Commands 3.6. MATLAB and R commands for obtaining confidence intervals of
a variance ratio.
MATLAB civar2(v1,n1,v2,n2,alpha)
R civar2(v1,n1,v2,n2,alpha)
The MATLAB and R function civar2 returns a vector with three elements. The
first element is the variance ratio, the other two are the confidence interval limits.

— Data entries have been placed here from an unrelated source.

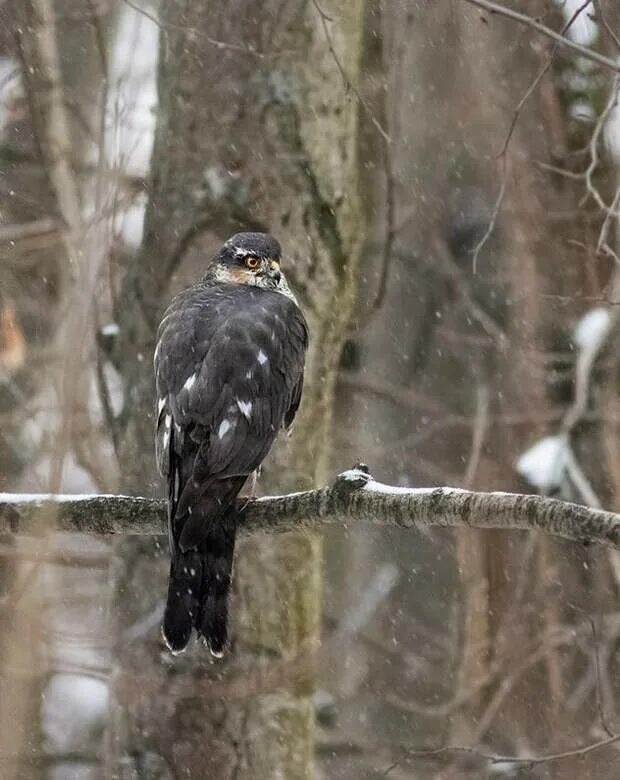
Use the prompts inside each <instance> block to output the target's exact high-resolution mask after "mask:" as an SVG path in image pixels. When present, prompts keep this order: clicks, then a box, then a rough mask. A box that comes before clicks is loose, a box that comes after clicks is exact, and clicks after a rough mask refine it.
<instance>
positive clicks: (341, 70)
mask: <svg viewBox="0 0 620 780" xmlns="http://www.w3.org/2000/svg"><path fill="white" fill-rule="evenodd" d="M125 2H127V0H125ZM312 5H313V6H314V7H315V9H316V12H317V13H318V15H319V18H320V20H321V26H322V27H323V33H324V34H325V40H326V41H327V48H328V49H329V52H330V54H331V55H332V57H333V58H334V62H335V63H336V67H337V68H338V71H339V73H340V75H341V77H342V80H343V82H344V85H345V88H346V89H347V90H349V91H350V92H352V93H353V94H354V95H355V97H356V99H357V101H358V103H359V104H360V106H362V108H363V109H364V111H366V113H367V114H368V116H369V117H370V121H371V122H372V123H373V125H374V126H375V128H376V129H377V132H378V133H379V135H380V136H381V138H383V140H384V141H385V143H386V144H389V143H391V140H392V139H391V138H390V136H389V134H388V132H387V131H386V130H385V128H384V127H383V125H382V124H381V122H380V121H379V120H378V119H377V117H376V116H375V113H374V111H373V110H372V109H371V108H370V106H369V105H368V103H367V102H366V100H365V98H364V97H363V95H362V94H361V93H360V91H359V89H358V88H357V87H356V86H355V84H353V82H352V81H351V79H350V78H349V76H348V74H347V72H346V71H345V69H344V66H343V65H342V63H341V62H340V59H339V57H338V54H337V53H336V49H335V48H334V42H333V41H332V37H331V34H330V32H329V27H328V25H327V23H328V22H330V21H332V20H331V19H330V18H329V16H327V14H325V12H324V11H323V10H322V9H321V7H320V5H319V4H318V2H317V0H312Z"/></svg>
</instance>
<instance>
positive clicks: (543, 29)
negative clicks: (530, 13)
mask: <svg viewBox="0 0 620 780" xmlns="http://www.w3.org/2000/svg"><path fill="white" fill-rule="evenodd" d="M464 1H465V2H466V3H469V4H470V5H475V6H477V7H478V8H482V9H483V10H484V11H488V12H489V13H491V14H497V15H498V16H505V17H506V18H507V19H512V20H513V21H514V22H518V23H519V24H524V25H525V26H526V27H530V28H531V29H533V30H536V31H537V32H539V33H540V34H541V35H544V36H546V37H547V38H551V40H553V41H555V42H556V43H557V44H559V45H560V46H563V47H564V48H567V49H572V50H573V51H576V52H578V53H579V54H580V55H581V56H582V57H585V58H586V59H587V60H591V61H592V62H596V63H597V64H598V65H602V66H603V67H604V68H608V69H609V70H611V71H613V72H614V73H620V64H619V63H618V62H615V61H614V60H612V59H610V58H609V57H605V56H604V55H603V54H599V52H597V51H593V50H592V49H588V47H587V46H582V45H581V44H579V43H576V42H575V41H572V40H571V39H570V38H565V37H564V36H563V35H562V34H561V33H558V32H556V31H555V30H552V29H551V28H550V27H546V26H545V25H544V24H541V23H540V22H539V21H537V20H536V19H533V18H532V17H531V16H527V14H521V13H519V12H518V11H513V10H512V8H506V6H503V5H500V4H499V3H492V2H489V0H464Z"/></svg>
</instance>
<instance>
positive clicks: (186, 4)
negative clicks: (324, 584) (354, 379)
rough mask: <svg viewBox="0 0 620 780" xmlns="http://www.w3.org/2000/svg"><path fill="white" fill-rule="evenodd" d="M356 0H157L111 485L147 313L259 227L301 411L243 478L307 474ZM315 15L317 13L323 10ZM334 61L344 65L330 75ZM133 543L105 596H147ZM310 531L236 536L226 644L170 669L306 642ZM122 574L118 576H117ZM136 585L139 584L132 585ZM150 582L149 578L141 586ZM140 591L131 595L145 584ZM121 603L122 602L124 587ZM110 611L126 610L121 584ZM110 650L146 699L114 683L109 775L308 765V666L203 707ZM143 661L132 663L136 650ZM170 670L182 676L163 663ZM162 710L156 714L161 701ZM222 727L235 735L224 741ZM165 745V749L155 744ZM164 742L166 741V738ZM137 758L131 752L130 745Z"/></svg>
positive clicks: (328, 351)
mask: <svg viewBox="0 0 620 780" xmlns="http://www.w3.org/2000/svg"><path fill="white" fill-rule="evenodd" d="M362 5H363V3H362V2H361V0H355V2H352V3H345V2H342V1H341V0H332V1H331V2H324V3H322V4H321V7H320V10H319V8H318V6H317V5H315V4H314V3H312V2H305V1H304V2H299V1H294V0H288V1H285V2H279V1H276V0H273V2H267V3H262V4H260V6H257V4H256V3H254V2H251V1H250V0H234V2H226V3H224V2H208V3H207V2H196V0H174V2H166V3H163V4H162V8H161V16H160V18H159V22H158V24H159V25H160V28H161V49H160V62H159V76H158V88H159V101H160V103H159V110H158V121H157V131H156V138H155V146H154V151H153V158H152V167H151V174H150V179H149V191H150V200H149V205H148V208H147V213H146V220H145V234H144V240H143V244H142V247H141V249H140V251H139V253H138V255H137V257H135V258H131V259H130V262H128V264H127V271H126V278H125V282H124V285H123V290H122V292H121V295H120V296H119V302H118V306H117V314H116V321H117V323H118V325H119V328H120V338H119V342H118V348H117V353H116V363H117V366H118V367H119V369H120V372H121V374H122V375H123V378H124V383H125V387H126V393H125V410H124V412H123V413H122V414H121V416H120V418H119V419H118V420H117V425H118V441H119V456H120V461H121V465H122V472H123V474H124V487H125V489H128V490H131V491H132V492H135V491H140V492H144V490H145V486H147V485H149V486H154V479H153V473H154V465H153V458H152V454H151V450H152V427H153V420H152V418H151V415H150V409H151V407H152V392H153V391H152V376H151V367H150V364H151V355H152V352H153V346H154V337H155V331H156V327H157V321H158V318H159V316H160V314H161V312H162V309H163V307H164V305H165V304H166V302H167V300H168V299H169V297H170V296H171V295H172V292H173V291H175V290H176V289H178V288H179V287H180V286H183V285H184V284H187V283H188V282H189V281H194V280H195V278H196V277H198V276H200V275H201V273H202V271H203V270H204V268H205V265H206V263H207V262H208V259H209V257H210V256H211V255H212V254H213V252H214V250H215V249H216V248H217V247H218V245H219V244H221V242H222V241H223V240H225V239H226V238H227V237H228V236H229V235H230V234H231V233H233V232H236V231H238V230H248V229H250V230H251V229H254V230H269V231H270V232H272V233H273V234H274V235H275V236H276V237H277V238H278V239H279V240H280V242H281V244H282V246H283V250H284V258H285V259H284V269H285V270H286V272H287V274H288V277H289V280H290V281H291V283H292V286H293V287H294V288H295V290H296V291H297V292H298V294H299V297H300V300H301V304H302V308H303V309H304V312H305V314H306V317H307V320H308V324H309V328H310V333H311V342H310V349H309V354H308V359H307V370H306V387H305V391H304V399H303V404H302V409H301V411H300V414H299V416H298V419H297V420H296V426H295V432H294V435H293V437H292V439H291V441H290V442H285V443H284V444H283V445H281V446H279V447H277V448H276V449H275V451H274V453H273V454H272V456H271V457H270V460H269V464H268V465H267V466H266V469H265V471H264V475H263V478H262V480H261V486H265V485H266V486H267V487H268V488H269V489H275V488H278V489H281V488H286V487H288V486H290V485H292V484H297V485H299V484H301V485H306V486H308V485H311V484H313V483H315V481H316V480H320V479H321V478H322V477H323V475H324V473H325V464H326V459H327V447H328V434H329V432H330V429H331V425H332V399H333V394H334V383H335V368H336V365H337V361H338V357H339V354H340V346H341V343H342V340H343V338H344V330H345V327H346V323H347V321H348V318H349V315H350V311H351V306H352V301H353V294H354V285H355V281H356V273H357V266H358V254H359V242H360V232H361V231H360V224H359V219H358V203H357V198H358V194H357V189H358V187H357V176H358V163H357V122H358V105H357V100H356V99H355V96H354V94H353V93H352V92H351V91H350V90H349V83H348V80H350V81H351V83H355V82H356V80H357V78H358V70H359V65H358V63H359V58H360V48H361V30H362ZM323 14H325V16H324V15H323ZM343 74H344V75H343ZM143 552H144V544H141V545H140V546H139V547H138V548H137V549H135V550H133V551H127V552H126V554H124V556H123V559H122V561H121V562H120V563H119V572H120V575H119V579H118V581H117V582H118V588H119V593H120V592H121V590H122V589H126V591H125V592H132V594H134V593H135V589H136V588H138V587H140V583H142V585H143V587H144V590H145V594H143V596H144V597H140V599H139V601H140V609H142V610H146V611H148V610H149V609H152V608H153V606H154V605H153V602H152V600H149V599H152V597H151V596H150V594H151V593H153V592H157V593H159V594H160V596H159V597H160V598H161V596H162V595H163V593H164V592H165V578H164V576H163V574H164V569H165V563H163V562H162V561H159V562H158V563H157V564H155V565H156V569H157V574H154V573H152V574H151V577H150V578H149V577H147V576H146V575H144V578H142V579H141V576H142V575H141V574H136V573H135V572H134V569H135V568H136V567H138V568H140V567H143V566H144V564H143V562H142V561H143V559H144V554H143ZM320 565H321V554H320V544H319V541H318V538H317V537H316V536H312V535H310V536H308V535H304V536H291V537H287V538H280V539H277V540H276V539H266V540H261V541H258V540H251V541H249V542H247V543H245V544H242V545H240V549H239V555H238V563H237V566H236V571H235V586H234V587H235V594H236V595H235V597H234V599H233V604H232V613H233V616H234V617H233V626H232V634H233V649H232V652H231V653H230V654H229V656H228V658H227V661H226V662H225V663H224V664H223V665H219V666H217V667H211V666H209V665H207V666H206V667H205V660H204V654H202V653H196V654H195V655H194V654H193V653H190V654H189V656H188V659H189V660H187V661H186V663H187V667H185V666H184V665H182V666H181V668H182V669H186V668H187V674H191V675H192V677H200V678H201V679H203V678H204V679H209V680H220V682H221V684H222V690H224V689H225V688H226V686H234V681H235V679H238V678H239V677H240V675H241V678H243V674H242V673H243V671H244V670H247V669H248V668H257V669H263V668H264V667H265V664H266V663H267V662H268V659H270V658H282V657H288V656H290V655H294V654H296V653H297V652H298V651H299V649H300V648H301V647H305V648H310V649H311V648H312V647H313V646H314V645H315V644H316V642H317V640H318V636H319V625H320V599H321V591H320V576H319V575H320ZM132 572H133V574H132ZM147 583H148V584H147ZM155 583H156V584H155ZM146 594H148V597H147V595H146ZM132 599H135V597H134V595H132ZM122 604H123V606H122V610H123V612H124V613H125V615H124V618H123V622H124V623H125V624H126V625H127V624H130V623H131V622H132V621H134V620H137V619H138V617H139V615H138V610H137V609H135V604H129V603H128V600H127V599H126V598H122ZM147 648H148V649H146V650H144V646H143V650H142V652H141V653H136V654H135V655H132V654H131V653H129V652H128V653H124V654H123V657H122V658H121V660H120V664H119V669H118V675H117V679H119V680H124V679H126V677H127V675H128V674H129V675H131V670H132V669H133V670H134V671H135V669H136V666H137V665H140V666H141V668H142V669H144V665H145V664H147V665H150V666H149V668H150V669H151V673H152V677H153V679H154V680H159V681H160V683H161V691H162V696H163V697H164V699H165V701H166V705H165V707H164V708H159V711H157V712H155V710H157V709H158V708H154V707H153V706H152V702H151V703H150V704H149V706H148V707H147V706H145V703H143V702H138V703H136V702H125V704H126V707H125V704H123V701H124V700H123V697H122V684H120V685H117V686H116V701H117V704H118V709H117V712H116V715H117V717H116V718H115V726H114V727H113V729H112V733H111V735H110V737H111V739H110V744H111V745H112V746H113V750H112V753H113V756H112V758H111V762H112V766H111V767H110V771H111V772H112V774H114V773H118V774H121V775H122V773H123V772H127V771H130V770H129V769H128V768H127V766H128V763H127V762H129V763H130V764H131V763H132V762H133V764H132V765H133V766H134V769H135V764H136V761H138V759H137V758H134V759H129V756H130V755H132V756H134V757H135V756H142V757H143V758H144V756H148V755H151V754H152V753H153V752H158V747H157V745H158V742H159V740H158V739H154V738H153V739H151V738H149V737H145V736H144V735H145V734H146V735H148V734H151V735H153V737H154V736H155V735H156V734H157V735H159V736H160V737H161V744H162V745H163V747H162V756H163V757H164V762H165V763H167V764H168V765H169V766H171V767H174V771H175V772H176V773H183V772H185V773H186V774H187V775H188V776H191V777H196V778H198V777H204V776H209V777H214V778H215V777H217V778H218V780H219V778H228V777H232V776H234V777H236V778H246V777H247V778H250V777H251V778H272V777H273V778H276V777H280V776H285V777H287V778H309V777H310V776H311V772H312V760H311V756H312V752H313V751H312V722H313V712H312V705H311V698H310V696H311V691H312V663H310V664H309V665H308V667H307V668H306V670H305V671H304V673H303V674H302V675H301V676H300V677H299V678H296V679H295V680H288V681H284V682H282V684H281V685H276V686H275V690H274V691H271V692H262V693H261V694H260V695H254V694H252V692H250V691H248V692H246V694H245V695H244V696H238V697H237V698H234V699H231V700H230V701H228V700H227V698H226V696H225V695H223V696H222V698H221V700H220V701H219V702H218V704H217V706H209V707H208V708H207V707H205V703H204V701H201V700H200V699H198V698H196V699H195V700H194V701H193V702H192V703H188V702H187V701H185V700H184V701H179V702H174V701H173V700H172V699H171V698H170V697H168V698H166V697H165V689H166V684H167V683H168V682H169V677H170V675H172V674H176V673H178V672H177V670H178V665H177V666H176V667H172V668H171V669H170V670H169V671H167V670H166V669H165V668H163V669H162V668H161V663H160V647H159V644H158V642H157V641H153V642H151V643H150V645H148V646H147ZM145 659H147V660H145ZM181 673H182V674H185V673H186V672H181ZM164 711H165V712H166V713H167V714H166V715H165V717H164V715H163V714H162V713H163V712H164ZM235 732H238V733H239V735H240V736H238V738H233V735H234V733H235ZM166 746H167V747H166ZM179 746H181V747H179ZM144 760H146V759H144Z"/></svg>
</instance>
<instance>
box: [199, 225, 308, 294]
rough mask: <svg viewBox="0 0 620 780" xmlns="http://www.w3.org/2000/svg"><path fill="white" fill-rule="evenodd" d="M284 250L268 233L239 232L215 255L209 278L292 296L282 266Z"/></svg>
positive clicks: (213, 260)
mask: <svg viewBox="0 0 620 780" xmlns="http://www.w3.org/2000/svg"><path fill="white" fill-rule="evenodd" d="M281 262H282V250H281V248H280V244H279V243H278V242H277V241H276V239H275V238H274V237H273V236H271V235H269V233H236V234H235V235H234V236H232V237H231V238H229V239H228V241H226V243H225V244H224V245H223V246H222V248H221V249H220V251H219V252H218V253H217V254H216V255H215V257H214V258H213V262H212V263H211V266H210V267H209V270H208V271H207V277H210V278H213V279H216V280H217V281H219V282H229V283H232V284H247V285H251V286H252V287H262V288H263V289H266V290H274V291H275V292H281V293H283V294H284V295H287V296H289V297H291V298H292V297H293V296H292V293H291V291H290V289H289V286H288V284H287V282H286V278H285V277H284V274H283V273H282V269H281V267H280V265H281Z"/></svg>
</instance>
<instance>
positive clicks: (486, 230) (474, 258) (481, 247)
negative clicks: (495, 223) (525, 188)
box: [471, 131, 512, 273]
mask: <svg viewBox="0 0 620 780" xmlns="http://www.w3.org/2000/svg"><path fill="white" fill-rule="evenodd" d="M511 132H512V131H511ZM508 140H510V139H508ZM507 151H508V149H507V145H506V144H505V145H504V150H503V151H502V154H501V173H500V175H501V183H500V187H499V192H498V194H497V198H496V200H495V204H494V206H493V211H492V212H491V218H490V219H489V224H488V225H487V229H486V230H485V231H484V235H483V236H482V238H481V239H480V241H478V243H477V244H476V246H475V247H474V248H473V250H472V261H471V262H472V270H473V272H474V273H476V270H477V267H478V255H479V254H480V250H481V249H482V248H483V246H484V245H485V244H486V242H487V241H488V240H489V238H490V237H491V234H492V233H493V231H494V230H495V223H496V222H497V217H498V215H499V210H500V208H501V207H502V202H503V200H504V195H505V194H506V183H507V180H508V164H507V159H508V156H507Z"/></svg>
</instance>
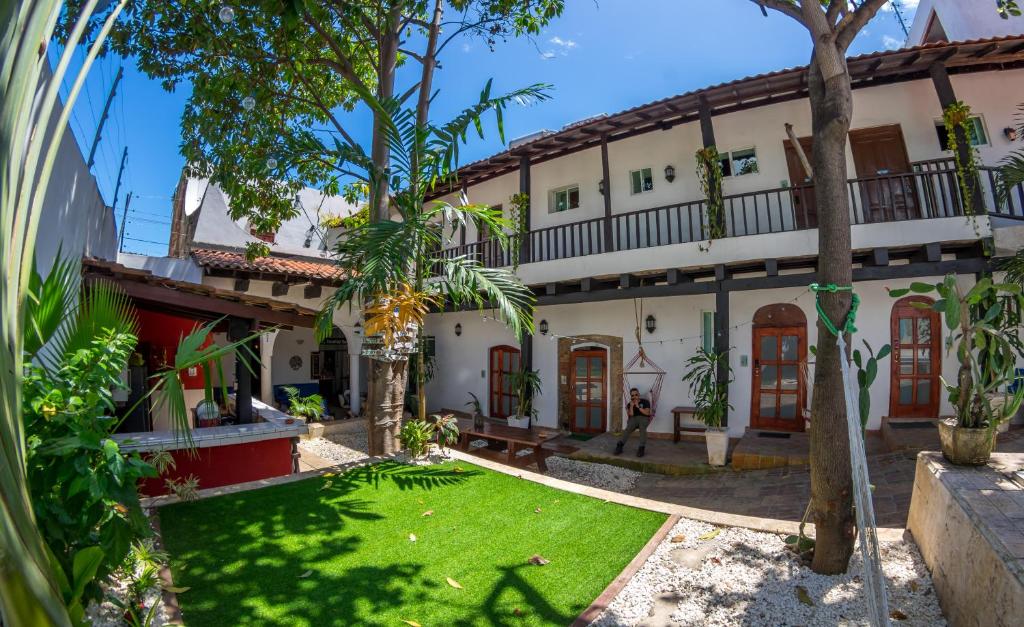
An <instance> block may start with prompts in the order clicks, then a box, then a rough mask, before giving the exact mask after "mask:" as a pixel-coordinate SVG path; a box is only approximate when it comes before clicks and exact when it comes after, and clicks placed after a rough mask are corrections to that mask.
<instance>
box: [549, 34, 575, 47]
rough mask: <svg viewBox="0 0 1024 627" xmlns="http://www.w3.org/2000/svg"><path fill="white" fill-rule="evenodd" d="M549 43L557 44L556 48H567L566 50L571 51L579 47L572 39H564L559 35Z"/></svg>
mask: <svg viewBox="0 0 1024 627" xmlns="http://www.w3.org/2000/svg"><path fill="white" fill-rule="evenodd" d="M548 41H550V42H551V43H553V44H555V45H556V46H559V47H561V48H565V49H566V50H571V49H572V48H574V47H575V46H577V43H575V42H574V41H572V40H571V39H562V38H561V37H559V36H557V35H555V36H554V37H552V38H551V39H549V40H548Z"/></svg>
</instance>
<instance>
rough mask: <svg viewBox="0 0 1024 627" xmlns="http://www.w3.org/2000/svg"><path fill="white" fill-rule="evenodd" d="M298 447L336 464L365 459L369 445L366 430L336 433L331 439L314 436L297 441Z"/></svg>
mask: <svg viewBox="0 0 1024 627" xmlns="http://www.w3.org/2000/svg"><path fill="white" fill-rule="evenodd" d="M299 448H300V449H305V450H306V451H308V452H310V453H312V454H313V455H316V456H317V457H322V458H324V459H326V460H328V461H332V462H335V463H337V464H347V463H349V462H353V461H359V460H360V459H366V458H367V456H368V453H367V452H368V451H369V449H370V445H369V443H368V441H367V432H366V431H356V432H352V433H336V434H333V435H331V440H327V438H326V437H314V438H312V440H305V441H301V442H299Z"/></svg>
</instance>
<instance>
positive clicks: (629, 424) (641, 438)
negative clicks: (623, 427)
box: [615, 387, 650, 457]
mask: <svg viewBox="0 0 1024 627" xmlns="http://www.w3.org/2000/svg"><path fill="white" fill-rule="evenodd" d="M626 414H627V415H628V416H629V421H628V422H627V423H626V431H625V432H624V433H623V438H622V440H620V441H618V442H617V443H615V455H622V453H623V448H624V447H625V446H626V441H627V440H629V438H630V435H632V434H633V431H635V430H637V429H640V446H639V447H637V457H643V454H644V448H646V446H647V425H649V424H650V402H648V401H647V400H646V399H641V398H640V390H639V389H637V388H636V387H632V388H630V400H629V402H628V403H627V404H626Z"/></svg>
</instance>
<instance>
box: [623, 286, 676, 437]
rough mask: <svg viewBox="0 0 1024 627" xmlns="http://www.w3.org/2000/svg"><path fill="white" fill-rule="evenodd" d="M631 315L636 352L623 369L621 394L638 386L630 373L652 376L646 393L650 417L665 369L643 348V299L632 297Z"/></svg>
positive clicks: (625, 393)
mask: <svg viewBox="0 0 1024 627" xmlns="http://www.w3.org/2000/svg"><path fill="white" fill-rule="evenodd" d="M633 316H634V317H635V319H636V329H635V331H634V335H635V336H636V338H637V344H639V346H638V348H637V353H636V354H635V356H633V359H632V360H630V362H629V364H627V365H626V368H624V369H623V394H624V395H625V396H627V398H628V396H629V394H630V389H631V388H633V387H637V388H638V389H639V386H637V385H635V384H633V382H632V381H630V375H636V376H641V375H642V376H653V377H654V382H653V384H652V385H651V386H650V390H649V392H648V395H649V396H650V415H651V418H653V417H654V415H655V413H656V412H657V398H658V396H659V395H660V393H662V383H663V382H664V381H665V375H666V372H665V370H664V369H663V368H662V367H660V366H658V365H657V364H655V363H654V362H653V361H652V360H651V359H650V358H649V357H647V352H646V351H645V350H644V349H643V340H642V339H641V335H640V321H641V320H642V319H643V299H640V298H634V299H633Z"/></svg>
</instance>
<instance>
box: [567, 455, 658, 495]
mask: <svg viewBox="0 0 1024 627" xmlns="http://www.w3.org/2000/svg"><path fill="white" fill-rule="evenodd" d="M547 461H548V476H554V477H557V478H560V479H564V480H566V482H572V483H573V484H583V485H584V486H591V487H592V488H601V489H603V490H610V491H612V492H629V491H630V490H633V489H634V488H636V485H637V480H639V478H640V473H639V472H637V471H636V470H630V469H629V468H620V467H618V466H610V465H608V464H595V463H591V462H584V461H577V460H574V459H567V458H565V457H549V458H548V460H547Z"/></svg>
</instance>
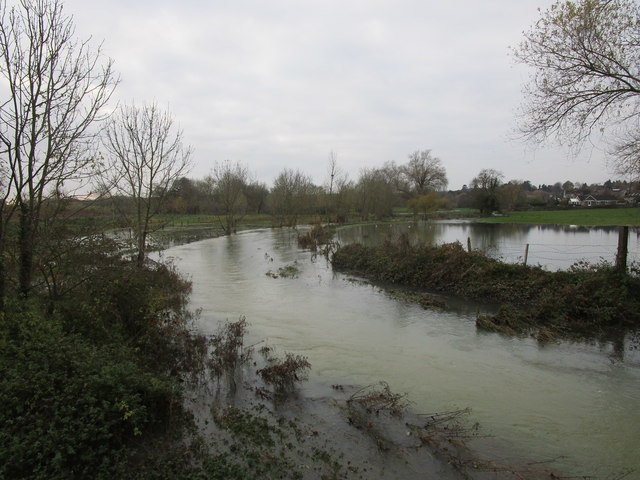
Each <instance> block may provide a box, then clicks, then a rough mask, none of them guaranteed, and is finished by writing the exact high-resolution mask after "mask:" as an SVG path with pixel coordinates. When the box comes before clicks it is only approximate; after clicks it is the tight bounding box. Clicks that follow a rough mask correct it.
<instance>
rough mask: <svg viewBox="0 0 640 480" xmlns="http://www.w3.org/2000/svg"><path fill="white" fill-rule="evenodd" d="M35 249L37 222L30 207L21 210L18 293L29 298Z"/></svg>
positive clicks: (22, 208)
mask: <svg viewBox="0 0 640 480" xmlns="http://www.w3.org/2000/svg"><path fill="white" fill-rule="evenodd" d="M34 248H35V220H34V218H33V212H32V211H31V209H29V207H26V206H23V207H21V208H20V230H19V232H18V252H19V253H18V254H19V259H20V262H19V265H18V291H19V293H20V296H21V297H23V298H27V297H28V296H29V293H30V291H31V282H32V280H33V258H34V251H33V250H34Z"/></svg>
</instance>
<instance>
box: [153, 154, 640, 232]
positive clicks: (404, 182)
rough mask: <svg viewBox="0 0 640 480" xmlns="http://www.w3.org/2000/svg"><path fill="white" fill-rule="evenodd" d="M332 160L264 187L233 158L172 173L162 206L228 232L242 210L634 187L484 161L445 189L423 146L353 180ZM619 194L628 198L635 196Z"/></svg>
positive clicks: (378, 218) (371, 218) (325, 209)
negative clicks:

As an illustration we show the application of the R function civar2 to the
Example 3.8:
> civar2(15.14^2,384,13.58^2,579,0.10)
[,1]
[1,] 1.242946
[2,] 1.067629
[3,] 1.451063
Note that since we are computing a one-sided confidence interval we need to
specify a double alpha value. The obtained lower limit, 1.068, is the square of
1.033, therefore in close agreement to the value we found in Example 3.8.
3.6 Bootstrap Estimation
In the previous sections we made use of some assumptions regarding the sampling
distributions of data parameters. For instance, we assumed the sample distribution
of the variance to be a chi-square distribution in the case that the normal
distribution assumption of the original data holds. Likewise for the F sampling
distribution of the variance ratio. The exception is the distribution of the arithmetic
mean which is always well approximated by the normal distribution, independently
of the distribution law of the original data, whenever the data size is large enough.
This is a result of the Central Limit theorem. However, no Central Limit theorem
exists for parameters such as the variance, the median or the trimmed mean.